At midnight, after the whole household has retired, a message from the king comes, to say that he has called off this week's visit to Dover. The jousts, however, will go ahead. Norris is listed, and George Boleyn. They are drawn on opposite teams, one for the challengers, one for the defenders: perhaps they will damage each other.
He does not sleep. His thoughts race. He thinks, I never lay awake a night for love, though poets tells me that is the procedure. Now I lie awake for its opposite. But then, he does not hate Anne, he is indifferent to her.
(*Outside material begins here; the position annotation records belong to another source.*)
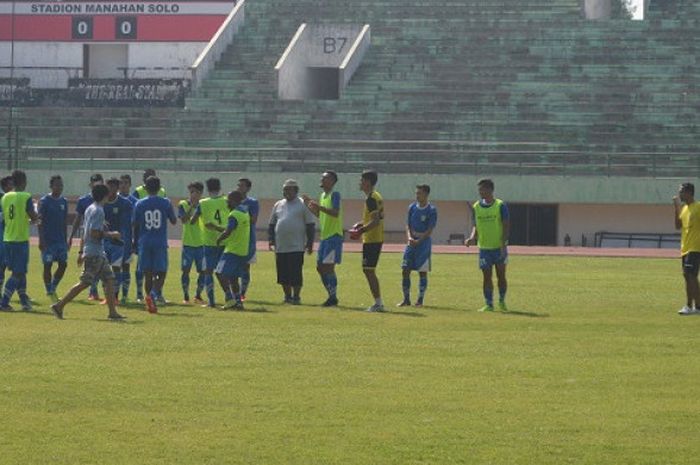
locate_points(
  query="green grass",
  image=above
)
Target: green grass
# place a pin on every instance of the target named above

He does not even hate Francis Weston, any more than you hate a biting midge; you just wonder why it was created. He pities Mark, but then, he thinks, we take him for a boy: when I was as old as Mark is now, I had crossed the sea and the frontiers of Europe. I had lain screaming in a ditch and hauled myself out of it, and got myself on the road: not once but twice, once in flight from my father and once from the Spanish on the battlefield. When I was as old as Mark is now, or Francis Weston, I had distinguished myself in the houses of the Portinari, the Frescobaldi, and long before I was the age of George Boleyn I had dealt for them in the exchanges of Europe; I had broken down doors in Antwerp; I had come home to England, a changed man. I had made over my language, and to my exultation, and unexpectedly, I spoke my native tongue with more fluency than when I went away; I commended me to the cardinal, and at the same time, I was marrying a wife, I was proving myself in the law courts, I would go into court and smile at the judges and talk, my expertise laggard to my presentation, and the judges were so happy that I smiled at them and didn't smack them round the head, that they saw the case my way, often as not. The things you think are the disasters in your life are not the disasters really. Almost anything can be turned around: out of every ditch, a path, if you can only see it.